An entire family, two adults, 3 kids and dog emerged, in the sea, from around the headland to my left, swimming frantically with a rather large log in tow, all supported by a couple of buoys. Straight through my swim. Now, bear in mind, this isn’t an inner city park lake full of people and dogs, I had driven for 14 hours, to one of the remote parts of the country where you don’t expect to see anyone for miles and 5 minutes after arrival, two generations of an entire bloody family with pets swan through my swim.
It turns out that the offending family live in the house of Camasunary, which it just so happens has no access via road and the only way to get wood for heating is to swim it around from Elgor. To think I get pissed off when I have to put my beer down and walk 3 metres to the heating programmer in my house to pop the heating on. Despite killing my swim, the family seemed really nice and I take my hat off to them for their efforts, although I do think really you should only do that once and then invest in a boat.

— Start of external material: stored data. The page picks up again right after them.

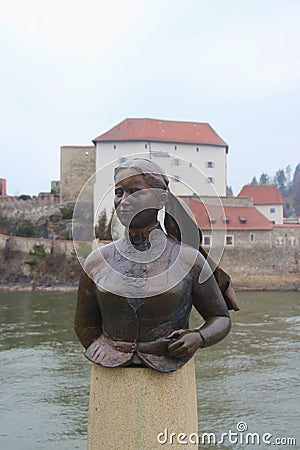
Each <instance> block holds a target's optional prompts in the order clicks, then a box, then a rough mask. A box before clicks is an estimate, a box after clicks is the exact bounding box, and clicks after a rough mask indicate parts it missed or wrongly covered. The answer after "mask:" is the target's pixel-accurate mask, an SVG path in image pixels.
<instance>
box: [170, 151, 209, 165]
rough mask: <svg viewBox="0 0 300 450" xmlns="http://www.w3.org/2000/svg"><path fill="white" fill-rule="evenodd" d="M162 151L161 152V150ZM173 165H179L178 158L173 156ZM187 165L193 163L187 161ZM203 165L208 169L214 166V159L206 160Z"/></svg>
mask: <svg viewBox="0 0 300 450" xmlns="http://www.w3.org/2000/svg"><path fill="white" fill-rule="evenodd" d="M161 153H163V152H161ZM172 164H173V166H179V165H180V159H177V158H174V159H173V161H172ZM189 167H193V163H191V162H190V163H189ZM205 167H206V168H208V169H213V168H214V167H215V162H214V161H206V163H205Z"/></svg>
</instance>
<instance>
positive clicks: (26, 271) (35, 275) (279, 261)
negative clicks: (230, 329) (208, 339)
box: [0, 236, 300, 292]
mask: <svg viewBox="0 0 300 450" xmlns="http://www.w3.org/2000/svg"><path fill="white" fill-rule="evenodd" d="M0 238H1V237H0ZM0 244H2V247H1V245H0V261H1V264H0V290H1V291H27V292H30V291H45V292H47V291H48V292H76V290H77V286H78V281H79V278H80V274H81V271H82V268H81V266H80V264H79V262H78V259H77V256H76V253H75V251H74V248H73V243H72V241H51V240H49V239H48V240H47V239H38V240H37V239H26V238H14V237H9V236H5V237H3V236H2V240H1V239H0ZM85 244H86V243H85ZM103 244H104V243H101V244H100V245H103ZM81 250H82V252H83V253H82V255H81V256H82V258H84V257H85V256H87V255H88V253H89V252H90V249H89V248H88V247H86V245H85V246H84V245H83V246H82V249H81ZM220 265H221V267H222V268H223V269H224V270H225V271H226V272H227V273H229V274H230V276H231V278H232V282H233V286H234V288H235V290H236V291H281V292H285V291H286V292H293V291H300V249H299V246H293V247H292V246H290V247H268V246H261V247H256V248H241V247H238V246H236V247H233V248H225V250H224V253H223V255H222V259H221V262H220Z"/></svg>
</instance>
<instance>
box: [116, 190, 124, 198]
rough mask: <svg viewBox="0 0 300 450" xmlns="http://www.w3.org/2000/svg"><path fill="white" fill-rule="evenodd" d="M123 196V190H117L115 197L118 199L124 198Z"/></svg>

The fishing eventually recovered and despite having 5 takes in 5 casts I couldn’t get a fish to stick. Probably need to sharpen a few of the hooks on my old lures to be honest. It must be noted that throughout my short session there were sea trout jumping everywhere. I would love to come back with a fly rod and some waders, but I most certainly would not like to do the walk again especially carrying my knackered old waders.

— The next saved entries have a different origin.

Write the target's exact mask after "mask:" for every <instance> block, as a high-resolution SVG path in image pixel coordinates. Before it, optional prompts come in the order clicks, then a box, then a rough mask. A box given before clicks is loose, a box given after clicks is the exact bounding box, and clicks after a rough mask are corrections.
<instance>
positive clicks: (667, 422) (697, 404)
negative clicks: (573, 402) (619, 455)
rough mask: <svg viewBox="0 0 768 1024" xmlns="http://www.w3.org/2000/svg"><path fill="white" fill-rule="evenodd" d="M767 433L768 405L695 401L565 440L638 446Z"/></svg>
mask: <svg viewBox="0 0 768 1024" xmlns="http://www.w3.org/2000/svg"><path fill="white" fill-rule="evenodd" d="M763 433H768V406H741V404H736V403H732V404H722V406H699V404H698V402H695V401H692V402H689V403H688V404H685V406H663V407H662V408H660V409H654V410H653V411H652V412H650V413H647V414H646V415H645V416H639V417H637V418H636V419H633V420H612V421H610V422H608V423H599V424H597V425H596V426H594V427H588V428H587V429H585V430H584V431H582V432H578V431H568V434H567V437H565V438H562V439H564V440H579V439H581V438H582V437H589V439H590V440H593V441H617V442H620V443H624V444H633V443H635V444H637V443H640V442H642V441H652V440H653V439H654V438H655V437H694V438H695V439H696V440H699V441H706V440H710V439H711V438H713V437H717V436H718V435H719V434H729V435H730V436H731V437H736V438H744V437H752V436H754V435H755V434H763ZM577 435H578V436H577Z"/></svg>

After fishing, we retired to an already half full bothy. The Camasunary Bothy comprises of 5 sleeping rooms and 2 lounges both with fires. One of the main rooms was already occupied by 3 Frenchman, a German, and a guitar playing Czech. Naturally, we opted for the empty room. After a long day we got our Trangia’s out and started rustling up some dinner. Whilst Jamie cooked up some Pasta N Sauces, on the menu for me (due to a logistical error back at Storm), was a delicious mix of mushroom soup, processed peas and rice. As I was polishing off my disgusting dinner, 4 merry Czech men walked through the door. After briefly sizing each up (always a wise move in a shared bothy to make sure your new roomies aren’t “murderer looking” types); we all tentatively started small talk. Soon, a can of Stella was offered to me which I readily accepted. This was a really kind act, I would certainly not carry beers over that hill and then give them away, willy nilly, to a fat Englishman, whom, I had just met in the middle of nowhere, especially one eating one of the weirdest dinners anyone has ever seen.
As the night progressed, slowly, more and more booze was produced and eagerly consumed. I contributed my vintage bottles of Aldi London Gin and Napoleon Brandy. These went down a treat, you would have thought they were bottles of Hennessy Cognac or a nice cold Taittinger. I suppose when your out in the wilds these little luxuries go a long way, just ask swimming log family.